There are, however, several controls you need to keep an eye on and constantly adjust. A huge set of bellows on the left of the panel must be periodically pumped to maintain the air supply. The power wheel, deliberately situated inconveniently on the far right, must be rotated every now and then to maintain a steady supply of juice to the electrically powered systems.

Probably the most ignominious demise ever incorporated in a game is death by standing still. A stationary sub is a sitting target for deadly spores which attack themselves to the viewing ports. If you must stand still, you'll have to fry the spores every few seconds with the electric field.

In practice, it's only necessary to remain stationary when awaiting supplies from the surface ship. A blast on the klaxon lets them know you are in need of more harpoons and bombs, but picking them up with the electromagnet can be quite tricky. Bear in mind that, while you are trying to accomplish this, the air will run out, the power will run down and the spores will attack in frightening numbers.

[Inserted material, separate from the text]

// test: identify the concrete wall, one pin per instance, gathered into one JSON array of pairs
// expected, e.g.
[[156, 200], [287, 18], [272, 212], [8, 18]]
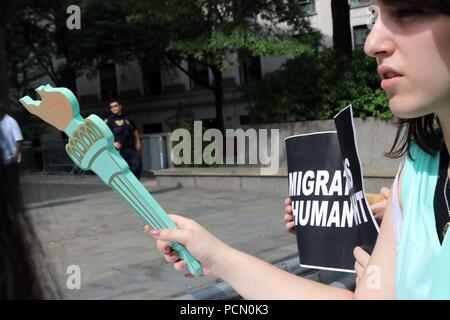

So there's plenty to do in the meantime.

At times it's hard to remember that your main objective is to destroy the alien crystals. But once you get the hang of doing everything else on auto pilot, things really start to hot up. Do be careful not to get carried away and start blasting the fish and other harmless marine creatures.

I liked Terror Of The Deep, but terrifying isn't the word I would use to describe it. It's actually quite relaxing, if a little hectic at times. The feeling of being submerged in the murky depths of Loch Ness is brilliant and makes a change from dead boring space which always seems to look the same, no matter whose space it is.